I have spent extended periods inside this regime, including a deepwater HPHT campaign in approximately 2,000 m water depth.

Reference projects

KG-D6 Deepwater HPHT — Reliance Industries Limited / BP, Bay of Bengal

Subsea HPHT completion programme in deepwater. Responsibilities spanned campaign-level design integrity for the upper and lower completion architecture, including:

• Open-hole and cased-hole alternate-path gravel-pack sand control design;
• Subsea tree and tubing-hanger interface specifications;
• Riser-system load case verification through the completion run;
• Contractor evaluation across completions, sand-control screens, and downhole gauge providers;
• Field supervision from a 6th-generation class drillship.

Technical scope I cover

• Lower completion sand control — open-hole gravel-pack (OHGP), cased-hole gravel-pack (CHGP), alternate-path technology for long horizontal sections where conventional gravel placement coverage is uncertain.
• Upper completion architecture — subsea tubing hangers, hydraulic disconnect philosophy, downhole safety valve selection for deepwater, downhole gauge architecture (single-bore vs concentric).
• Riser system integration — tension and weight budget through the completion run, motion compensation considerations, weather-window planning.
• Subsea tree and christmas tree interfaces — horizontal vs vertical tree selection, tubing-hanger orientation requirements, intervention philosophy implications.
• 6th-generation drillship operations — dynamic positioning operational envelopes, lay-down and pick-up sequencing for long completion strings, simultaneous operations management.

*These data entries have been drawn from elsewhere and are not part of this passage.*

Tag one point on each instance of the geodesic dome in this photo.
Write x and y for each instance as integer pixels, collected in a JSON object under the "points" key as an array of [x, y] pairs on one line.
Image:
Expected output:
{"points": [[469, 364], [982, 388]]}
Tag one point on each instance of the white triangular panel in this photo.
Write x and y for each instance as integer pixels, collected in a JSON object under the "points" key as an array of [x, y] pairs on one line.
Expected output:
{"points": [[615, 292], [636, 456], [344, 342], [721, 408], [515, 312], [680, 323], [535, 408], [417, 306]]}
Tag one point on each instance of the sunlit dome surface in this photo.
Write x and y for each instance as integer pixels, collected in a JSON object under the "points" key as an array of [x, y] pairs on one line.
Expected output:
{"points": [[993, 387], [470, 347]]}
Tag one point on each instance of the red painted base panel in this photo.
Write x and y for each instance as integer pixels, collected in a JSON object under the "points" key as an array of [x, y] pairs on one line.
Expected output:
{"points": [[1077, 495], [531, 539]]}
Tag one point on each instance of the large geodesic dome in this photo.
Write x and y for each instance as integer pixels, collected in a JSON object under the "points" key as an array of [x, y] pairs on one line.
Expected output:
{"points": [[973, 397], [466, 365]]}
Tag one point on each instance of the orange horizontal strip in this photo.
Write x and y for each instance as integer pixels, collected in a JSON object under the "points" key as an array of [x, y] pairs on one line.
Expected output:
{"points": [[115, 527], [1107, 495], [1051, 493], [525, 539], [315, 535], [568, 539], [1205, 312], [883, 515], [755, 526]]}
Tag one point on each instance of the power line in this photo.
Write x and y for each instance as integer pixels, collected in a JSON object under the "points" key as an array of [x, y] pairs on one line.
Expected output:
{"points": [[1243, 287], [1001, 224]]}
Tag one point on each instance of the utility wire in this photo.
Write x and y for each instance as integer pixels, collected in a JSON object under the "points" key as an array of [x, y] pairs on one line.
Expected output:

What I bring to a deepwater completion problem

I bring integrated operational realism — completion design that has been built backwards from the rig schedule, the available downtime, the contractor capabilities, and the failure modes that show up six months later. The value of a deepwater completion is realised over a decade of production; the design has to survive every minute of that decade with intervention options preserved.